Abstract

In the past 2 years, significant advances have been made in class III antiarrhythmic drug therapy. In patients with ventricular arrhythmias and implantable cardioverter defibrillators (ICDs), antiarrhythmic agents are increasingly being used as adjunct therapy to decrease the frequency of ICD discharges. Sotalol was recently shown to be effective in reducing tachyarrhythmias in patients with ICDs. Intravenous amiodarone is being used for the acute treatment of unstable ventricular arrhythmia and is being investigated for the treatment of acute out-of-hospital cardiac arrest.

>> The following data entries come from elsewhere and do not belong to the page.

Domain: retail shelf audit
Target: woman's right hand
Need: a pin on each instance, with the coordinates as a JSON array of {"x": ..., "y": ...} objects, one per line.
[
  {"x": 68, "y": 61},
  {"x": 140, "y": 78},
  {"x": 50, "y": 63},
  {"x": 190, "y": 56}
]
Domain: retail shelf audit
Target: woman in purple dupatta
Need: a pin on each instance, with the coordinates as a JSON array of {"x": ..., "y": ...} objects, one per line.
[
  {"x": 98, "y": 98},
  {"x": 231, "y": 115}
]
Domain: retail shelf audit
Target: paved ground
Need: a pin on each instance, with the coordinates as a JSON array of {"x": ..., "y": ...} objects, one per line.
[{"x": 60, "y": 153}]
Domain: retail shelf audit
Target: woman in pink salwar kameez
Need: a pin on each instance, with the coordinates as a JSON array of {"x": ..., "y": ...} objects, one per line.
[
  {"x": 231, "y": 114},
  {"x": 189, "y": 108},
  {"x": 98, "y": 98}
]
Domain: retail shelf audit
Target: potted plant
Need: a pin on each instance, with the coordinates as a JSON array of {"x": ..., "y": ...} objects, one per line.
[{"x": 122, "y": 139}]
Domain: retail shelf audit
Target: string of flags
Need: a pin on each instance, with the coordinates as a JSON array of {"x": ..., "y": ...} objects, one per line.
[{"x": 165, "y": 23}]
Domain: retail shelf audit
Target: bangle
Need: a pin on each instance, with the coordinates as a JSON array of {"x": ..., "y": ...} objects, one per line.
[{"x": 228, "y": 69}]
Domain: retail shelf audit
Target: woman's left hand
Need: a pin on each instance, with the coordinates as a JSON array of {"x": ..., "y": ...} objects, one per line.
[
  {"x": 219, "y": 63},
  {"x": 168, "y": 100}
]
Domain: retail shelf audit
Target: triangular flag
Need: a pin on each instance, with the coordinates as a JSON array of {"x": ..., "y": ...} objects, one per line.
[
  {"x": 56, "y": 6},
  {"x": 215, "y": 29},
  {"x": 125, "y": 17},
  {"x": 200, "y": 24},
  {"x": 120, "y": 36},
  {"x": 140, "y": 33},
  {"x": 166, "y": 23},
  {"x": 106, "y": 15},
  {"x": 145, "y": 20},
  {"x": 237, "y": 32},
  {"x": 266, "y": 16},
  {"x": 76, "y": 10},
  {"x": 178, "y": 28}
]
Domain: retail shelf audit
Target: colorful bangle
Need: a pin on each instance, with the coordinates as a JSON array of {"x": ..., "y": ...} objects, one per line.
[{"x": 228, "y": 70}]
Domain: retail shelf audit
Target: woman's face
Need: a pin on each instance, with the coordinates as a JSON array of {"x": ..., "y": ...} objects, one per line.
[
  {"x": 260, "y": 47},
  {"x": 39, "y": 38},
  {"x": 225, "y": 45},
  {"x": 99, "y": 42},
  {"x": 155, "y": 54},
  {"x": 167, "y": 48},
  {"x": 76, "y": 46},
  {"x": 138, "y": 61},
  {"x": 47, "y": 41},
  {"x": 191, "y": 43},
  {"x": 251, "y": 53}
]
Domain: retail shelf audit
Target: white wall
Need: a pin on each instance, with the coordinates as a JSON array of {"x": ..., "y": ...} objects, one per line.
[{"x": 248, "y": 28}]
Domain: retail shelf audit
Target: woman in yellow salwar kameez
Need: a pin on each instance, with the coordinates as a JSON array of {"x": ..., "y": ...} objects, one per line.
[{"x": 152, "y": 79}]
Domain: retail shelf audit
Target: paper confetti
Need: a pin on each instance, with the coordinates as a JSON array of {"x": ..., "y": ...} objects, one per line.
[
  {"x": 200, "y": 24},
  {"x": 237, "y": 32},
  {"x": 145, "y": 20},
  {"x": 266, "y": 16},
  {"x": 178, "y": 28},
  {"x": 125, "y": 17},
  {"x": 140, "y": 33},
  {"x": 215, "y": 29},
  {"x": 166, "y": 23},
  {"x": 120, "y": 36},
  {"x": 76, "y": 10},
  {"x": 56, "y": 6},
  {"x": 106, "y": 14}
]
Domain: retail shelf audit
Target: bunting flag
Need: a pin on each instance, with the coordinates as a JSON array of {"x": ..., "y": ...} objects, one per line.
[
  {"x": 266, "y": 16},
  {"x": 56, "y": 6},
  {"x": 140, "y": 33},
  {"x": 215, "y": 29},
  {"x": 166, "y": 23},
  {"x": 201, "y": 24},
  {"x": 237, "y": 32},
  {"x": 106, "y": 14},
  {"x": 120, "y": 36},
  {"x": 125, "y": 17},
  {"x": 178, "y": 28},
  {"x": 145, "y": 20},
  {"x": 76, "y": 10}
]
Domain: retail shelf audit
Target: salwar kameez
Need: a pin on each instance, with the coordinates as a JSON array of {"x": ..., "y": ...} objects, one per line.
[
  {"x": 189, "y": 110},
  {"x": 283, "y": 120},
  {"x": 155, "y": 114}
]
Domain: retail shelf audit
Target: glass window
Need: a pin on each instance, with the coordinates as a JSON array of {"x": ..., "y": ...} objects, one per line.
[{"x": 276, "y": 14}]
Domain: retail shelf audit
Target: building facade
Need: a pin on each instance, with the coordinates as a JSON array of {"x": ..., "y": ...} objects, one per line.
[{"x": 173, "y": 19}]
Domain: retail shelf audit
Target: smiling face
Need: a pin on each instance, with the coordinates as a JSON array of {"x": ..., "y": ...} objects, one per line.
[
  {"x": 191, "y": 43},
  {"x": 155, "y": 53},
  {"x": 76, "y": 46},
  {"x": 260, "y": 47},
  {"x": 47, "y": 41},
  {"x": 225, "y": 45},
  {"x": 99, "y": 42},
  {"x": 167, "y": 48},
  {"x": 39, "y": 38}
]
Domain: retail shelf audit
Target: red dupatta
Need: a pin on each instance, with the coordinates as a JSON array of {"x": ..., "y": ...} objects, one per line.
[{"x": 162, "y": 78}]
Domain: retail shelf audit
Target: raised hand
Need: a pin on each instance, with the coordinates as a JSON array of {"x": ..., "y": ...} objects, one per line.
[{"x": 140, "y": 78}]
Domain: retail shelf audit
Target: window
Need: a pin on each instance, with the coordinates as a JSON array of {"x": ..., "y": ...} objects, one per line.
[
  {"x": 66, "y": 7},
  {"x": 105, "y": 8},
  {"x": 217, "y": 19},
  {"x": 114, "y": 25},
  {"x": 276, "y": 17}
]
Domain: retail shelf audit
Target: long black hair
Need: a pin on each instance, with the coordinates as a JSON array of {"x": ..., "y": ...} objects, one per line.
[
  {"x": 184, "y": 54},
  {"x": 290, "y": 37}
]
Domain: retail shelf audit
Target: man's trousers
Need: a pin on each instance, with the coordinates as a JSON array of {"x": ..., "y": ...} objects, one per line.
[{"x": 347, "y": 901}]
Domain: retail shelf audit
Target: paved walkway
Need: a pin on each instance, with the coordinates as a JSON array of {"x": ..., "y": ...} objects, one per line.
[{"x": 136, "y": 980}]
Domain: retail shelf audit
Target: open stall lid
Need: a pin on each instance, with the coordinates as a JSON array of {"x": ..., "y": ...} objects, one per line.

Class III agents are increasingly being used for prophylaxis in patients who have atrial fibrillation or atrial flutter, and data point to an important role for these agents in reducing supraventricular tachyarrhythmias after cardiac surgery. Future studies will need to directly compare these agents with pure anti-adrenergic maneuvers in postoperative patients. In addition to terminating atrial fibrillation and atrial flutter, ibutilide significantly reduces human atrial defibrillation thresholds and increases the percentage of patients who can be cardioverted from atrial fibrillation to sinus rhythm. The US Food and Drug Administration is expected to approve dofetilide for clinical use soon, and it is currently reviewing azimilide (which seems to be devoid of frequency-dependent effects on repolarization) for prophylaxis against atrial fibrillation and atrial flutter. Dronedarone, tedisamal, and trecetilide are now under active study intended to determine their usefulness in patients with cardiac arrhythmias. Experimental studies are ongoing to identify pharmacologic agents that will selectively prolong repolarization in the atria without exerting electrophysiologic effects in the ventricles.